Becoming what they oppose
There's a trope I like a lot in fiction when it's done well: characters who are so ardent in their pursuit of their goals that they end up using means that are antithetical to their ends. Often, for example, this appears in the context of people who are staunch advocates of freedom but who find themselves in power and end up feeling forced to institute totalitarian measures. Or, for another example, people who are upset about the inhumanity of androids end up treating the androids inhumanely.
It's such a common approach as to be almost a cliche, but for me it has a lot of resonance, when done well.
But for it to really work for me, I have to be willing to believe that the characters really are forced into the reprehensible actions; I have to really feel that, given who they are and their circumstances, they have no other choice. (Or, in some contexts, that they're carried away by emotion and aren't thinking clearly about the implications of their actions.)
And too often, the author doesn't give me quite enough to make me really feel that there's no other choice.
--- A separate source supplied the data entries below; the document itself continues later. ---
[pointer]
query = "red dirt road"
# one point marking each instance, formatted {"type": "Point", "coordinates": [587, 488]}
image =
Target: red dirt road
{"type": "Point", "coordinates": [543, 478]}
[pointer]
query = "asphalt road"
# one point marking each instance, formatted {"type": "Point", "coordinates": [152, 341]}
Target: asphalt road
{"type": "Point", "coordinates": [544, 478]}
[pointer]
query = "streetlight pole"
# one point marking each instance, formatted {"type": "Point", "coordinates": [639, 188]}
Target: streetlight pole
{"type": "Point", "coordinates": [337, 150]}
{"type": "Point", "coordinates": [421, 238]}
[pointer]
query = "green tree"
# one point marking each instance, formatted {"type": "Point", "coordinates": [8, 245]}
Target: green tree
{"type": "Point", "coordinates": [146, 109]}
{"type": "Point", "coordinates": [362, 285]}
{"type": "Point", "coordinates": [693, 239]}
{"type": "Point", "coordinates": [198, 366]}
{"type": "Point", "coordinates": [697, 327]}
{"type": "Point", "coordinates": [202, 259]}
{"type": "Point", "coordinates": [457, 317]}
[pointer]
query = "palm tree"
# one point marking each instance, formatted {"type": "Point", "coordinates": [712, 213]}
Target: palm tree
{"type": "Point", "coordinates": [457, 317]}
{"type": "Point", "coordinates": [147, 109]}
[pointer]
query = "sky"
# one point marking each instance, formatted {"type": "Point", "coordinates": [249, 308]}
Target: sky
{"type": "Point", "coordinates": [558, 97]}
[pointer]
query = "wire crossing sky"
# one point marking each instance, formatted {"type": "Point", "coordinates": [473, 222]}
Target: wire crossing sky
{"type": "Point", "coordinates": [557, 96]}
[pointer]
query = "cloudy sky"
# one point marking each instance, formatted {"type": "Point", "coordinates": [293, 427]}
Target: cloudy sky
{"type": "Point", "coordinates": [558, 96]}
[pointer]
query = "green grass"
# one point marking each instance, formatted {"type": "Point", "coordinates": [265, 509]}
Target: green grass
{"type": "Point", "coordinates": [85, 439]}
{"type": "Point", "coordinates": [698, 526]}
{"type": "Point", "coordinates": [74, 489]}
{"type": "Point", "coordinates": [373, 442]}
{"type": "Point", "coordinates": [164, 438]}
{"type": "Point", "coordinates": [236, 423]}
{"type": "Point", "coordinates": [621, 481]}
Fairly often, I'm intellectually willing to believe that the character (for reasons that haven't been made clear to me) really feels there's no other choice, but in many of those cases, I don't know enough to really empathize with that feeling.
A specific example: I'm still enjoying Tigana tremendously, but I've reached a point where a protagonist does something that seems to me to be in opposition to their ideals, and although there are some justifications presented afterward (and although the protagonist feels very bad about doing it), imo the author didn't lay enough groundwork ahead of time to really get me to believe that this was necessary, and worth betraying their ideals. I suspect that part of what's going on is that the protagonists' ideals are not what I've been assuming they are--the protagonists are very much ends-justify-means people, and I'm used to protagonists who have noble goals being strongly opposed to using impure means. So I'm sure it's in character, and I'll probably end up willing to believe it's justified. But at the moment, it's bugging me a little.
(Wrote most of the above a few days ago. I've gotten further in the book and am now feeling that the action in question is a little more justified, but still feel that the author is failing to make the relevant counter-argument to the protagonists' justifications as strongly as I'd like. But it's not detracting much from my enjoyment of the book.)